Vega testified that the situation would have been handled very differently had he been properly
informed. For example, he would have immediately made courthouse staff preserve and hold the
crime scene, separate the three detainees, and all three detainees would have been sent to the
hospital to obtain rape kits. The appropriate investigators would have collected the rape kits so as
to maintain the chain of custody in evidence. Vega would have sent an evidence technician to
photograph the crime scene and collect any other physical evidence. An investigator would have
performed preliminary interviews.
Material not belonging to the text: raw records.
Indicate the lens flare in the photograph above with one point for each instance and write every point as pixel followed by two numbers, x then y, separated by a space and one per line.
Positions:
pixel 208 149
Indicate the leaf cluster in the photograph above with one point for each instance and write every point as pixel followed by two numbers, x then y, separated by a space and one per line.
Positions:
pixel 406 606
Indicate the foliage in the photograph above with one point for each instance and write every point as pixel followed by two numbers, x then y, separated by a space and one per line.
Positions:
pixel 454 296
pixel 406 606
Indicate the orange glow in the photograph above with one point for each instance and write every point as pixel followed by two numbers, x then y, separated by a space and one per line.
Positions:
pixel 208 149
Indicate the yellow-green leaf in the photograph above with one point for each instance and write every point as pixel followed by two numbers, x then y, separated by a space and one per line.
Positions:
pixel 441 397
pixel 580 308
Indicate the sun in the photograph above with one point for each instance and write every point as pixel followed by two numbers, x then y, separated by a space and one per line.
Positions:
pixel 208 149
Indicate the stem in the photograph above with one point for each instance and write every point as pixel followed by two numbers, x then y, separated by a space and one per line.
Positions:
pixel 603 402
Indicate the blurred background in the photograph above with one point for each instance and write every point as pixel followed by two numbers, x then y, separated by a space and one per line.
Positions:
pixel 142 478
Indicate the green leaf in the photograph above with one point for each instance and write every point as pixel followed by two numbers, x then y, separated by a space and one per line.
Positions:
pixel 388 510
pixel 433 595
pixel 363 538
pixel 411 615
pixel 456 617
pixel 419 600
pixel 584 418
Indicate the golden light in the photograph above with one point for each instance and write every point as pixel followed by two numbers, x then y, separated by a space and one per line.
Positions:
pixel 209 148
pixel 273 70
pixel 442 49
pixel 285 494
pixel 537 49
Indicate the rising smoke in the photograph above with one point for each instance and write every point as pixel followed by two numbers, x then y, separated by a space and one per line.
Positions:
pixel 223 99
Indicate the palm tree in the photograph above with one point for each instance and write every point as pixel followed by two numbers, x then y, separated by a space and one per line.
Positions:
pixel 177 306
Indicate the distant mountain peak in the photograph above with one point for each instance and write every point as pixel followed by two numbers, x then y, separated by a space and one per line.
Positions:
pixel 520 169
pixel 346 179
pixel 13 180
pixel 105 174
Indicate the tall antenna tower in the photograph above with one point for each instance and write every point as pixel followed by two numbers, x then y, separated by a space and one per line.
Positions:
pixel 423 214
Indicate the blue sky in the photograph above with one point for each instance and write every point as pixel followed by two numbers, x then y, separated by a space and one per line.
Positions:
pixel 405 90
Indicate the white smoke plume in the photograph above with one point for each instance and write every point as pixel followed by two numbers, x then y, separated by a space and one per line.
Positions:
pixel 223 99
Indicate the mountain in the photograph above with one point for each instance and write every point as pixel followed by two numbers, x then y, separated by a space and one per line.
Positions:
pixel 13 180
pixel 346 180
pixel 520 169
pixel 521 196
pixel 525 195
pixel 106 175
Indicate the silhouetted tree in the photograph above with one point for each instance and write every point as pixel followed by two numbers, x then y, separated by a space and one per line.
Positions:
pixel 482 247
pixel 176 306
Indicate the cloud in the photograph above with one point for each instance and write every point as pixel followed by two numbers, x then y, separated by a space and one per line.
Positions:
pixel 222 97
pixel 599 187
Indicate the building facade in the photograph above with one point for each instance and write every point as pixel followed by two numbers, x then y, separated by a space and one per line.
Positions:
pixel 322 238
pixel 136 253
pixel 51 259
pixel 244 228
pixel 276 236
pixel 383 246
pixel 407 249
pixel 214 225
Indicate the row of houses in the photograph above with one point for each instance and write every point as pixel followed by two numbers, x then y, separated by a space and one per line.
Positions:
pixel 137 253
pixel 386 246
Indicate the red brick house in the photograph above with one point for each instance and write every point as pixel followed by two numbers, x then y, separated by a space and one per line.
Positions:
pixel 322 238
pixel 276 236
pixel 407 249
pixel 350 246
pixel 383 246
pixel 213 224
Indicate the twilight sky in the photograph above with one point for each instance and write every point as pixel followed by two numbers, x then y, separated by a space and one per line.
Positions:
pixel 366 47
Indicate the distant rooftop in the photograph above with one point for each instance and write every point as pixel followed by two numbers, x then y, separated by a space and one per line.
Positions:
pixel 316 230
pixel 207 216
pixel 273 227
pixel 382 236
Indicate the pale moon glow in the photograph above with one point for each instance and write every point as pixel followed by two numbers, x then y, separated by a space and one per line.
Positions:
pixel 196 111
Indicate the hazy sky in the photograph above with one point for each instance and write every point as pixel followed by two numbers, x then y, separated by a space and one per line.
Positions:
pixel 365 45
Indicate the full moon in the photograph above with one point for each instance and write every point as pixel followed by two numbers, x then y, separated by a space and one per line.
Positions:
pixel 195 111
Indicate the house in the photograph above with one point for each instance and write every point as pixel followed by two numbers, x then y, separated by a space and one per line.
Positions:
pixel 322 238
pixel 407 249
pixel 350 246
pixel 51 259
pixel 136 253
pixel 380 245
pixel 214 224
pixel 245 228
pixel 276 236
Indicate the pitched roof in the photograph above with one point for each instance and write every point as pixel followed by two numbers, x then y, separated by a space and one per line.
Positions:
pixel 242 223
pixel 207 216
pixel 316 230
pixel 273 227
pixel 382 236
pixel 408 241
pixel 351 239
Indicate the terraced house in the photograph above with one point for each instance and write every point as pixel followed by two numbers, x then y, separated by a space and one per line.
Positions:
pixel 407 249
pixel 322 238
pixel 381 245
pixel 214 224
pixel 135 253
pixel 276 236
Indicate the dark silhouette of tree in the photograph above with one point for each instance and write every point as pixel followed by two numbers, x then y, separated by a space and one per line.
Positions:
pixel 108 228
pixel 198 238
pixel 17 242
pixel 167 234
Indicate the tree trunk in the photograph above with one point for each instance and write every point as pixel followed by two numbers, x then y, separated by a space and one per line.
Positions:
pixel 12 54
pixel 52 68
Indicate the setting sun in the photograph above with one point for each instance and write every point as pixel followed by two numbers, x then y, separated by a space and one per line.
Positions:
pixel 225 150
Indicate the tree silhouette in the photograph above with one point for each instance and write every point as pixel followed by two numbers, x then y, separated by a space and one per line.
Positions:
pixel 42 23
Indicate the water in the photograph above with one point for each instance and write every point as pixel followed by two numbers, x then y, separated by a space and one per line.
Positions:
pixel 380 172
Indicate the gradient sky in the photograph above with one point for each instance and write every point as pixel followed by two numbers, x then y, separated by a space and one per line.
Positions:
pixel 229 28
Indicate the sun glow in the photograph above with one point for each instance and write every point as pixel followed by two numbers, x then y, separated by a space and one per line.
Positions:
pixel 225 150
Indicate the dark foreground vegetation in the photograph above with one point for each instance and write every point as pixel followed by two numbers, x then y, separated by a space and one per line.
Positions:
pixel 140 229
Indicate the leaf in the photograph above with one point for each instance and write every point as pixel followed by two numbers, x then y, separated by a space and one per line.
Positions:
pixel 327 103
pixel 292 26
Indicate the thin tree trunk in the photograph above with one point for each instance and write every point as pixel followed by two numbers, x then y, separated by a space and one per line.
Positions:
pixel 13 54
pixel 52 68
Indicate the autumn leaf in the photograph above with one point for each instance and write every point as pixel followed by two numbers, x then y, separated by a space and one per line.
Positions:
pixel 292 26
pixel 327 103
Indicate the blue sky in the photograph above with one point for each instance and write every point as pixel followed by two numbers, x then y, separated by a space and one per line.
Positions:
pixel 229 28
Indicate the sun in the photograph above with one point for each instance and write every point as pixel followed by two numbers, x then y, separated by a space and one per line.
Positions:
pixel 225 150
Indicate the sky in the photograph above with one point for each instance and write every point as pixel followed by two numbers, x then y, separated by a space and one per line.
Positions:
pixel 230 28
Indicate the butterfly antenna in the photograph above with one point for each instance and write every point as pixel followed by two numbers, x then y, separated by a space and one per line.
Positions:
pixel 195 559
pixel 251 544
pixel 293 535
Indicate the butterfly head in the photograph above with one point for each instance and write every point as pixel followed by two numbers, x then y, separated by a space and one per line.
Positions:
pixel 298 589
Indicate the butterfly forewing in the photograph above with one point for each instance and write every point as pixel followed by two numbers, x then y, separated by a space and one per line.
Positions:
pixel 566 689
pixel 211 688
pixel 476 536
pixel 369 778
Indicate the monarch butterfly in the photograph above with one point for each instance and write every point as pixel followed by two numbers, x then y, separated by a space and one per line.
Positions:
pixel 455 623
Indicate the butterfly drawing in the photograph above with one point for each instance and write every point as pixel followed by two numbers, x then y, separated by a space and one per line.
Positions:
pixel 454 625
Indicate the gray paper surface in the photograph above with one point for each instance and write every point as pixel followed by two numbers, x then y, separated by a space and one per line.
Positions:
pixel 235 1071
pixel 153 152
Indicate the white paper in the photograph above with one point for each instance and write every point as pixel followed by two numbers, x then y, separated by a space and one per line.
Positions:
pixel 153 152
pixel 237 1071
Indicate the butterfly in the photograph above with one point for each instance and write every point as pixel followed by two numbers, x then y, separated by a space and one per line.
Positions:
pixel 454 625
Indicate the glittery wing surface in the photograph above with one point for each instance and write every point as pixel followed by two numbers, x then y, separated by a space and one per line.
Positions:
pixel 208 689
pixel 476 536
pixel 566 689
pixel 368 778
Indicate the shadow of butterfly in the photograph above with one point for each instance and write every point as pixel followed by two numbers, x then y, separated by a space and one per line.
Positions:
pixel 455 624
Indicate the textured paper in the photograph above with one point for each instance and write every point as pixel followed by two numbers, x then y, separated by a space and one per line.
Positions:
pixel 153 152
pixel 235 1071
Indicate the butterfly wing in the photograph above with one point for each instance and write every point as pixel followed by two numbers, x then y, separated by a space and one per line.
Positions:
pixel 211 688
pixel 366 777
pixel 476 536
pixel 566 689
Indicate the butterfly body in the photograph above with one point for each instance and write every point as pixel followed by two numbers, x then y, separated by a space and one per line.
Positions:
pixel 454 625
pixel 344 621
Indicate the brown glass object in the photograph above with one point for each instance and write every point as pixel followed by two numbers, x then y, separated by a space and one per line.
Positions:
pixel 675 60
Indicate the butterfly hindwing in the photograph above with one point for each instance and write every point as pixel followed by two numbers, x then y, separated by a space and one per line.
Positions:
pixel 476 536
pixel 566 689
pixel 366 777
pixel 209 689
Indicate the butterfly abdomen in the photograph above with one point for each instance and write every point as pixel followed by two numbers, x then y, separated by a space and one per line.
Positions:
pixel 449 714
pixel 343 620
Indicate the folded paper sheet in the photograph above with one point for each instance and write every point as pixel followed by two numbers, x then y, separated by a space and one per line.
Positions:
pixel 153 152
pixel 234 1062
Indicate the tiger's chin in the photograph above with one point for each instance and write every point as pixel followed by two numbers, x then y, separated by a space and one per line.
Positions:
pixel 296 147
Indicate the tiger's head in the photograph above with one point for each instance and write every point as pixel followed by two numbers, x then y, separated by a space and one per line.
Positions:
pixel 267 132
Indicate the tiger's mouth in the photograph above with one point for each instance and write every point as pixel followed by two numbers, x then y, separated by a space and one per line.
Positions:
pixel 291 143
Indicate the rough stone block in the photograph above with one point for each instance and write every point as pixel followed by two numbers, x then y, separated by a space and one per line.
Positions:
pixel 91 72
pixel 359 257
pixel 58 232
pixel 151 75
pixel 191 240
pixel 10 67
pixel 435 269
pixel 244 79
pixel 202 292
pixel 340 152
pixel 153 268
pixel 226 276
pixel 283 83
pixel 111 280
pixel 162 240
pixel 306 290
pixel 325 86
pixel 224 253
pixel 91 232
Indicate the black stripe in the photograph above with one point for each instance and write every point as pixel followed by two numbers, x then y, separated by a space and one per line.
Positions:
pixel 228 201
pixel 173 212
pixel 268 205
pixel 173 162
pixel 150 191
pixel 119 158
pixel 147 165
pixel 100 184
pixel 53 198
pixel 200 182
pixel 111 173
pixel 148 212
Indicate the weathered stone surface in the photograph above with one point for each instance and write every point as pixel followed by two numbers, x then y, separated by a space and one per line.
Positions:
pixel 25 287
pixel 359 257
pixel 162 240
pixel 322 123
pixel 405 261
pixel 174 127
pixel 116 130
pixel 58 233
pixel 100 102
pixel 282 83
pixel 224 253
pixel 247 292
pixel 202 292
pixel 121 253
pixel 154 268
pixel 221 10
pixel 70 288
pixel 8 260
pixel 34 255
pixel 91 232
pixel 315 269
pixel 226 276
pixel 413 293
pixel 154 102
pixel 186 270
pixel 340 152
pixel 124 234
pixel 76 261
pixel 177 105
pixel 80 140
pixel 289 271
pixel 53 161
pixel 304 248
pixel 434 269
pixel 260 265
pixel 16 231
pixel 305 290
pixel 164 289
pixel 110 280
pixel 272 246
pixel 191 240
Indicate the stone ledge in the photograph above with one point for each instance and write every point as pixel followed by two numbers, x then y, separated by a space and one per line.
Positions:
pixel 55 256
He noted conducting interviews with sexual assault victims
required specialized training due to the sensitive nature of the crime and the accused needed
Miranda warnings before the State’s Attorney would step in for a more detailed examination of
the case.
¶ 11 Instead, in this case, Vega noted the interviews were not appropriately done and the crime
scene was not preserved (as the cleaning staff cleared it), and there was not any evidence
collected there. Vega testified that he assigned investigators to the case, and upon proper review,
it showed the female, rather than the males, had been raped. This led to criminal charges being
filed against the two male detainees. Vega testified that contacting the Investigations Division
immediately was required by the policies in place, and such a practice was common knowledge.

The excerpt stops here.